The issue isn't history. It is ecclesiology.
The point is, may I reiterate, that the historical atrocities
committed by 'westerners' - and the attempted subversion of our
Churches by the 'agents of Rome' - ONLY took place BECAUSE the
Roman Church saw the Orthodox world as 'other', as "not-subject-to-Rome"
and therefore as "not-truly-Christian." Thus we became
the legitimate object of the Roman imperative: persuasion, evangelization,
If Rome had seen us as fellow Christians, sister-Churches, as the local Church wherever we were when they arrived in our home places - there would have been no theory and excuse to justify or sanction atrocities and polemics, no need for persuasion, evangelization, subordination, domination. So the issue is not really one, or only one, of grievances concerning historical acts - we have enough historical acts for which we need to repent, too - but one of fundamental theological vision, of ecclesiology. 'That is truly and only the Church which subsists in communion with the See of Rome' says Rome. Period.
In fact, in this address of the Pope, the universalist pretensions of Rome are implicit in everything the Pope read out. The only difference now is that hostility, brow-beating, and the use of force towards the 'other' is no longer acceptable. Instead, aspects of 'otherness' are celebrated and praised. Honey is used instead of vinegar.

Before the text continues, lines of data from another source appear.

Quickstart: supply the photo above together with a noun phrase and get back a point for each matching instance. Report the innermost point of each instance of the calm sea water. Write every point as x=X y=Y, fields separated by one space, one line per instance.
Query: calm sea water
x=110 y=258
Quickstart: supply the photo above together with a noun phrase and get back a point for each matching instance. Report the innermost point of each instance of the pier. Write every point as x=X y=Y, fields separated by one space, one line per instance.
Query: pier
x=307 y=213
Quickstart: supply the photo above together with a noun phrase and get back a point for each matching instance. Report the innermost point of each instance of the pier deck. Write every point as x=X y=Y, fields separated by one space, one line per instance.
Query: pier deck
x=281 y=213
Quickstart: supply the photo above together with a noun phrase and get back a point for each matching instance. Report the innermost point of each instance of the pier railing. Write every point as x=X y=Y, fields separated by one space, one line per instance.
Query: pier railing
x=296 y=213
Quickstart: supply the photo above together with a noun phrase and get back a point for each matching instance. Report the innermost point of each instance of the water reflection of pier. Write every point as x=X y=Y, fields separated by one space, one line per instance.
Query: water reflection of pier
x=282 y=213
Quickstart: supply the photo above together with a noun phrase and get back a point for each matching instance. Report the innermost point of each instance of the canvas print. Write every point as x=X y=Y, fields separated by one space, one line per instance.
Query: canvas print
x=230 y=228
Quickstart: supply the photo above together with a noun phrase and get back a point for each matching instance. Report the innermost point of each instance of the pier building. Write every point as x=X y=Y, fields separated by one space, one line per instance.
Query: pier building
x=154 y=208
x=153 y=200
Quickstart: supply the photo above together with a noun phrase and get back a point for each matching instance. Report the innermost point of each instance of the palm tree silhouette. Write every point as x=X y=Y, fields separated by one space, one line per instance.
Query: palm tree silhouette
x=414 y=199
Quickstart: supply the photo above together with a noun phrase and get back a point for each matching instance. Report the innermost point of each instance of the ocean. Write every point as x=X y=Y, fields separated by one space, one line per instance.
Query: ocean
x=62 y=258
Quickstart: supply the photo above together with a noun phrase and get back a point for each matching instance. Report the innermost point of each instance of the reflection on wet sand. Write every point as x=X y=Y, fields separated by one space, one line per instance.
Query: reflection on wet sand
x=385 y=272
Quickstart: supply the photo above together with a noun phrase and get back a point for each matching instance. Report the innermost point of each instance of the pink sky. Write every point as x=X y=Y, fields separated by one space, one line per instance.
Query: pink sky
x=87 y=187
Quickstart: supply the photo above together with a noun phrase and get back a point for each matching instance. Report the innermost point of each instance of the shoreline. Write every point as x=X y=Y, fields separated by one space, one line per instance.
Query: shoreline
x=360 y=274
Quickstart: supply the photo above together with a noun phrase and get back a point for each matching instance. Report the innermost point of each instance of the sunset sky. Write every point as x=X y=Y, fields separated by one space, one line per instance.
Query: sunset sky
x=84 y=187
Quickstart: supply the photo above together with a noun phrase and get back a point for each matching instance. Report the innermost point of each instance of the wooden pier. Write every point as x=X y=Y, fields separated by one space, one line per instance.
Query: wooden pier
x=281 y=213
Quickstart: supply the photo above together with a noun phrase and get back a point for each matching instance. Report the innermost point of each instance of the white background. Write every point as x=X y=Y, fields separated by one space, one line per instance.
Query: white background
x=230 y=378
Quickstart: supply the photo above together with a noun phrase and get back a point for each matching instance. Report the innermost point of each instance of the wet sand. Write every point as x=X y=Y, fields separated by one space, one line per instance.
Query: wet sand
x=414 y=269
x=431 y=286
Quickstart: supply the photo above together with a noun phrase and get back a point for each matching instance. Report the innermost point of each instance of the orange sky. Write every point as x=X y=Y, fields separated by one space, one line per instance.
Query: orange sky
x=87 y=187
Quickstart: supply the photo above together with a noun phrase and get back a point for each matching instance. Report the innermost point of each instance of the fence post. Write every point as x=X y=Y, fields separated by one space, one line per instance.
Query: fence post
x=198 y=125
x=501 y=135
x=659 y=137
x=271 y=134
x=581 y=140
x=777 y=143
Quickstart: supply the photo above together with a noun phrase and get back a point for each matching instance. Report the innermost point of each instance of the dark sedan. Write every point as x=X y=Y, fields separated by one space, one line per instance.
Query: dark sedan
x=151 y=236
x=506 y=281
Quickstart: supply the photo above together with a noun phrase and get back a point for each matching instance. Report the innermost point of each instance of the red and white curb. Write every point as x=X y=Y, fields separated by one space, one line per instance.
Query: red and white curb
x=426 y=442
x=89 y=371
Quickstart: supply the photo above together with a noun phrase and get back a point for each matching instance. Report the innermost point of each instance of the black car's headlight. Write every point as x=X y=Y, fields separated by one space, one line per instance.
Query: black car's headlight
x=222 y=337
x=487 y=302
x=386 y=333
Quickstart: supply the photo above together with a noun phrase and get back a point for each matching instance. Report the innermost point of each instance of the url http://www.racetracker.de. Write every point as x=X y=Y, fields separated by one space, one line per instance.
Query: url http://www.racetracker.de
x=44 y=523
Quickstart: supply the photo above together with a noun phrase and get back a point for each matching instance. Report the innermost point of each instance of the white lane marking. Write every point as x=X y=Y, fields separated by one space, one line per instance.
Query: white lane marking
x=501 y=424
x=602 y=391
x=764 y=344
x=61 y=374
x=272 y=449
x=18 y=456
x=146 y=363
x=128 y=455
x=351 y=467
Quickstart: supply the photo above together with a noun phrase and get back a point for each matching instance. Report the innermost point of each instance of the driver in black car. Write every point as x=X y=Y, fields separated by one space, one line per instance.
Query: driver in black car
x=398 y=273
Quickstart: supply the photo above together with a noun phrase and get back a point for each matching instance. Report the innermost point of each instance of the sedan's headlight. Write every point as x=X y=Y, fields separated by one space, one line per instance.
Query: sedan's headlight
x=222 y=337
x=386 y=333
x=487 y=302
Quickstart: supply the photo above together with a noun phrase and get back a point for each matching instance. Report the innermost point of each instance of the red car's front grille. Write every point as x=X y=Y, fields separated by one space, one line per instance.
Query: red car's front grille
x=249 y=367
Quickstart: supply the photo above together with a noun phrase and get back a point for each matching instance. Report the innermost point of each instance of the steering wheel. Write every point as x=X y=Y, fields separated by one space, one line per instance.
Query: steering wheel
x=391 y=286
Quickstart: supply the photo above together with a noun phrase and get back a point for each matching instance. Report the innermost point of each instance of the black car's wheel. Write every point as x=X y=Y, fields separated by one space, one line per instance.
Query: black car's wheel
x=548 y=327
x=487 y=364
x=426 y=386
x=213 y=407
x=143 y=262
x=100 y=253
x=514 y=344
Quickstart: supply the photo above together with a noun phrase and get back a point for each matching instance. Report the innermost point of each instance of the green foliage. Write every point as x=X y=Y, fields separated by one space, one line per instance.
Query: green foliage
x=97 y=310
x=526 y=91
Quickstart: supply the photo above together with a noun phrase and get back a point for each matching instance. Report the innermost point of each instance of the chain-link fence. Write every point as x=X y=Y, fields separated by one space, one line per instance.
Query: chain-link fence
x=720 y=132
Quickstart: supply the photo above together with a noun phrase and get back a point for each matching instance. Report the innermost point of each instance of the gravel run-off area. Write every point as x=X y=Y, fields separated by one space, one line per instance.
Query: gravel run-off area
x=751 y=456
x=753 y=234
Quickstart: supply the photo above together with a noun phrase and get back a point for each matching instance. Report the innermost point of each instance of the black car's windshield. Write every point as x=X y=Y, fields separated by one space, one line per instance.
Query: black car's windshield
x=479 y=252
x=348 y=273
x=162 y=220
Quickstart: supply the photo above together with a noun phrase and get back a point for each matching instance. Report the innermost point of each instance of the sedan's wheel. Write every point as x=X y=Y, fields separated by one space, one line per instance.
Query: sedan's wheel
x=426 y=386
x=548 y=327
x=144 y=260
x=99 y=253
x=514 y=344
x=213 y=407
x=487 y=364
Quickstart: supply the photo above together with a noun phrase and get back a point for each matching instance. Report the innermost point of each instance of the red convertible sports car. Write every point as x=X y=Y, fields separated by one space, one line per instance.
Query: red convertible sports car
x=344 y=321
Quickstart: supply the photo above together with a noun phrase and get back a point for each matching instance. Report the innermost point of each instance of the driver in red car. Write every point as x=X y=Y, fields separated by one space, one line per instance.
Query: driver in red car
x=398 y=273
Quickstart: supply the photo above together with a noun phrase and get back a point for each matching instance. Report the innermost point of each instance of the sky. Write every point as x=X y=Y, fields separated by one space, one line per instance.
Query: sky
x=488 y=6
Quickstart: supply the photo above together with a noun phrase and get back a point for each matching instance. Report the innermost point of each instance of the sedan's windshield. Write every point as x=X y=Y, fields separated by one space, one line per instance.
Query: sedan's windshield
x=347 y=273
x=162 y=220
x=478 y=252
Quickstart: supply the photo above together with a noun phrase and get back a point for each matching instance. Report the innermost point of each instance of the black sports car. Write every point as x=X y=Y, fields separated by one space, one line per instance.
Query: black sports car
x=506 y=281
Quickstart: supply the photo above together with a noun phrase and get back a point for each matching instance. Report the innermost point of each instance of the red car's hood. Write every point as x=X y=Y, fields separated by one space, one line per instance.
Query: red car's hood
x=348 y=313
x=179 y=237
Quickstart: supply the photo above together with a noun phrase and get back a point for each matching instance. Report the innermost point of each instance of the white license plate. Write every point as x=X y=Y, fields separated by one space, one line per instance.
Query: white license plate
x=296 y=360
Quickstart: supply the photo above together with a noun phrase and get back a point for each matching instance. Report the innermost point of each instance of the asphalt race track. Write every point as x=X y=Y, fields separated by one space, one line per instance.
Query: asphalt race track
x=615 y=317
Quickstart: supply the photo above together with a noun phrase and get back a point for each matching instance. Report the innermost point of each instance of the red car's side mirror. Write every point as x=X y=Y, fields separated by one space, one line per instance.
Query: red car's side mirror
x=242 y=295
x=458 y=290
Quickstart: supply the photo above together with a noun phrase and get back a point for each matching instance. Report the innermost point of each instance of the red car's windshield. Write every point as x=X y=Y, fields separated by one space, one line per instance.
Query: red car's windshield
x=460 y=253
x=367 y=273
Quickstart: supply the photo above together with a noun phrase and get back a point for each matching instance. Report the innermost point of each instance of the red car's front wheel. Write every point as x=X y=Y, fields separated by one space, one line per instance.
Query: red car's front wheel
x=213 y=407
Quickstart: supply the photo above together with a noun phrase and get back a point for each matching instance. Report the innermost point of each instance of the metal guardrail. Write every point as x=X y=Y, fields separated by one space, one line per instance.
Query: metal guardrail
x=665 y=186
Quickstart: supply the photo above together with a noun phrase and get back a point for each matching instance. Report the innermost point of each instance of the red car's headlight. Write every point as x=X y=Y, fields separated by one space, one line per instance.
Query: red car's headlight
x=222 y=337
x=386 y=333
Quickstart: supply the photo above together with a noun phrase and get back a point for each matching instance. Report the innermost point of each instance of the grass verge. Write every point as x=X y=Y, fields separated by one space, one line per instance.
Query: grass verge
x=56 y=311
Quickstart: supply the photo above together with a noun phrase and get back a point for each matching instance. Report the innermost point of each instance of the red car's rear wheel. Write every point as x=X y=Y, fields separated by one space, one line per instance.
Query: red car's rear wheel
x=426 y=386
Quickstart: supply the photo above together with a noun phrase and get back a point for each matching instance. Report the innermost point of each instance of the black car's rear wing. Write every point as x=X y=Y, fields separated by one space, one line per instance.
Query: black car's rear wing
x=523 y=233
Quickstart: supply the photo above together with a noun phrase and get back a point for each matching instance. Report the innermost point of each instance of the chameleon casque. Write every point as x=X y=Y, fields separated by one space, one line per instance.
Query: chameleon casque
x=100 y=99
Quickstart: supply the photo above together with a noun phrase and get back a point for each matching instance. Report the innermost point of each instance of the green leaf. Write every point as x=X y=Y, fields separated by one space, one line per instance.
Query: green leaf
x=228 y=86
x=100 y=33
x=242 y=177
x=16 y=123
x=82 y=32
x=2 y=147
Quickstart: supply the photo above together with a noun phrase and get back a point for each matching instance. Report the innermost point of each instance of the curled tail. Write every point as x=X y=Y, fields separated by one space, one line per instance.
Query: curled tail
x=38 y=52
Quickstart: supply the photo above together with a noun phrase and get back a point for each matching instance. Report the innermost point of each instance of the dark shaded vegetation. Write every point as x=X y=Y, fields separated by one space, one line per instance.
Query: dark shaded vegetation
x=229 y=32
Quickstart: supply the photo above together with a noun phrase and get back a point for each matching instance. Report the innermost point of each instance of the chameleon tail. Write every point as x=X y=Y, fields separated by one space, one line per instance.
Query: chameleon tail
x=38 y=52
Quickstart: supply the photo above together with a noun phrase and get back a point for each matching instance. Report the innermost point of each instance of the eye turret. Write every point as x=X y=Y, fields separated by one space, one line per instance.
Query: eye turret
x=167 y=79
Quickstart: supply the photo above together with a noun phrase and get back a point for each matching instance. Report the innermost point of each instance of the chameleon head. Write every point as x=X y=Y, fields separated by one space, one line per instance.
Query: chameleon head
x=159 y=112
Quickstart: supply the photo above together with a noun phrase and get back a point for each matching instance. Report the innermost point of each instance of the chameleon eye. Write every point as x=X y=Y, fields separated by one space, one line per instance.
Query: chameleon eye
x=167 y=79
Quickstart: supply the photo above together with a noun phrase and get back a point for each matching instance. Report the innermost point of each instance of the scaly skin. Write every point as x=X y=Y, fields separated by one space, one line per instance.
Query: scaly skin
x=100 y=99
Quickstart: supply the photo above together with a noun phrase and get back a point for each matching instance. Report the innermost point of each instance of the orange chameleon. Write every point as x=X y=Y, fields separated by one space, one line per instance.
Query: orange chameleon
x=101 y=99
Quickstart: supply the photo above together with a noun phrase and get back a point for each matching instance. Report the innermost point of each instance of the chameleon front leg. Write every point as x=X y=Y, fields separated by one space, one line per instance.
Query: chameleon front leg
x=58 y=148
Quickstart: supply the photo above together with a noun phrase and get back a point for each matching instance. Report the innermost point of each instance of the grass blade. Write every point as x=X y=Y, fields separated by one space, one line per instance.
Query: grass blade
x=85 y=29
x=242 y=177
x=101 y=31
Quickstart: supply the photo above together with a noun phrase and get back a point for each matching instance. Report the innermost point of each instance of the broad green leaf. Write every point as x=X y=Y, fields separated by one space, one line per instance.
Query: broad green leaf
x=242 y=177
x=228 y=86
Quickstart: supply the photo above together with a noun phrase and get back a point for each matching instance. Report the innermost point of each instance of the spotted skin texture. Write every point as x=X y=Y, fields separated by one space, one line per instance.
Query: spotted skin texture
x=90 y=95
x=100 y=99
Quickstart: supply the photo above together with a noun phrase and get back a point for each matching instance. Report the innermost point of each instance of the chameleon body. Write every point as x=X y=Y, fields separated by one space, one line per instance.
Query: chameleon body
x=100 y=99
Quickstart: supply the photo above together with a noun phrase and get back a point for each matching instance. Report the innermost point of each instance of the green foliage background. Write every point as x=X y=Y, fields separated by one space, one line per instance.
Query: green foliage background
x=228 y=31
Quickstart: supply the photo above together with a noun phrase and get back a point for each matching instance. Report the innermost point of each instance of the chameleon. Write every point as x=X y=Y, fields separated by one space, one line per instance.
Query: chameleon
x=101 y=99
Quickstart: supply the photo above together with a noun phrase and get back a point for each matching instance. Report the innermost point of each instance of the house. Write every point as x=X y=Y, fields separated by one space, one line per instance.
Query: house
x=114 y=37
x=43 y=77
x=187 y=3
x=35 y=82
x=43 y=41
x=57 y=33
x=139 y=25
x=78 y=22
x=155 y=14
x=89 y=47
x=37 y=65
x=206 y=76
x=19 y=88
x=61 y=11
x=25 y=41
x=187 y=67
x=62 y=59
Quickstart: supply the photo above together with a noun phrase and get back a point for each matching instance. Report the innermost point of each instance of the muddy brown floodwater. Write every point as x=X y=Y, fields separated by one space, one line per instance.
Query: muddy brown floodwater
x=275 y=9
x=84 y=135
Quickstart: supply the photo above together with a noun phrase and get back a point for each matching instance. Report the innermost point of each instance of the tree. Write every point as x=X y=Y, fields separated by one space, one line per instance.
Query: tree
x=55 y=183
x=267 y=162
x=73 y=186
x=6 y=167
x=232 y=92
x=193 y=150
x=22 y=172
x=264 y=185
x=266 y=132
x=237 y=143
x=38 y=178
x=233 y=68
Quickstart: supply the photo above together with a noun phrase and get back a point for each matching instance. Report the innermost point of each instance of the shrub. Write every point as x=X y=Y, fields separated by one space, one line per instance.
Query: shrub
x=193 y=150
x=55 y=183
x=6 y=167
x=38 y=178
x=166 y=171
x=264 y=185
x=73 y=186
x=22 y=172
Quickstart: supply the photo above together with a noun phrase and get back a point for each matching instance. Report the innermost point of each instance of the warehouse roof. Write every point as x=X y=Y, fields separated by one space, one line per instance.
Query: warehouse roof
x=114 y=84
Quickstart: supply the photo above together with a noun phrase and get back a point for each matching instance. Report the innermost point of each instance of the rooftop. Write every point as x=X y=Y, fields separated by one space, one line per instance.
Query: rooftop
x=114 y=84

And the offer is made: 'if YOU would only accept us as the loving centre of unity, as the mind and guardian of the universal Church, WE would recognize you as a legitimate, local, colourful and enriching sub-set of the universal Church. In fact, we DO - already! - recognize you as a sub-set of the Church, you funny and obtuse people! All YOU have to do is simply reciprocate... Get over your anger! We've said we're sorry! Now give us a kiss...'
Fr. Andrew Morbey is the Dean of the Annunciation to the Theotokos/St. Nicholas Cathedral in Ottawa, Ontario, Canada (OCA).